Future posts suggest ways to apply these principles in schools and discuss times when making desirable behaviour easy might be a mistake.  The first looks at how we can break actions into smaller steps for students, here, the second at how we can make the first step easy to take.

If you found this interesting, you might also like…

A description of my changing understanding of behaviour, here.

My initial response to discovering behavioural psychology, and ideas about how teachers could use it, here.

The guide I’m writing to using behavioural psychology for teachers.  To learn more, sign up here.

References

Behavioural Insights Team (2017). The Behavioural Insights Team Update Report 2016-17.

Bertrand, M., Mullainathan, S. and Shafir, E. (2006). Behavioral Economics and Marketing in Aid of Decision Making Among the Poor. Journal of Public Policy & Marketing, 25(1), pp.8-23.

Hawton, K., Simkin, S., Dodd, S., Pocock, P., Bernal, W., Gunnell, D., and Kapur, N. (2013). Long term effect of reduced pack sizes of paracetamol on poisoning deaths and liver transplant activity in England and Wales: interrupted time series analyses. British Medical Journal, p.346.

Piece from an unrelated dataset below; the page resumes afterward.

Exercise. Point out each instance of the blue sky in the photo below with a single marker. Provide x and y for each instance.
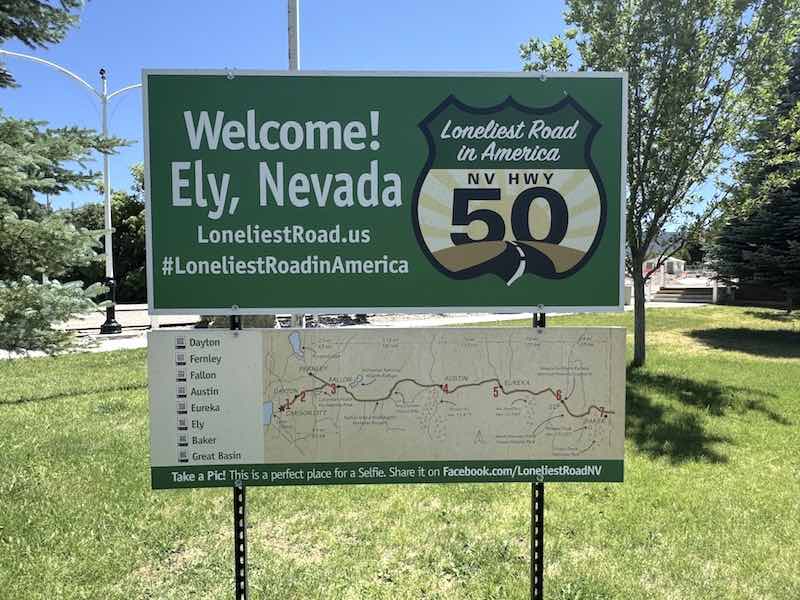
(126, 36)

Rogers, T., Milkman, K., John, L. and Norton, M. (2015). Beyond good intentions: Prompting people to make plans improves follow-through on important tasks. Behavioral Science & Policy, 1(2), pp.33-41.

Service, O., Hallsworth, M., Halpern, D., Algate, F., Gallagher, R., Nguyen, S., Ruda, S., Sanders, M. (2014). EAST: Four simple ways to apply behavioural insights. Behavioural Insights Team.

Social and Behavioral Sciences Team. (2015). Annual Report. Office of Science and Technology Policy.

Thaler, R., Benartzi, S. (2004) Save More Tomorrow: Using Behavioral Economics to Increase Employee Saving. Journal of Political Economy 112(1) 164-187.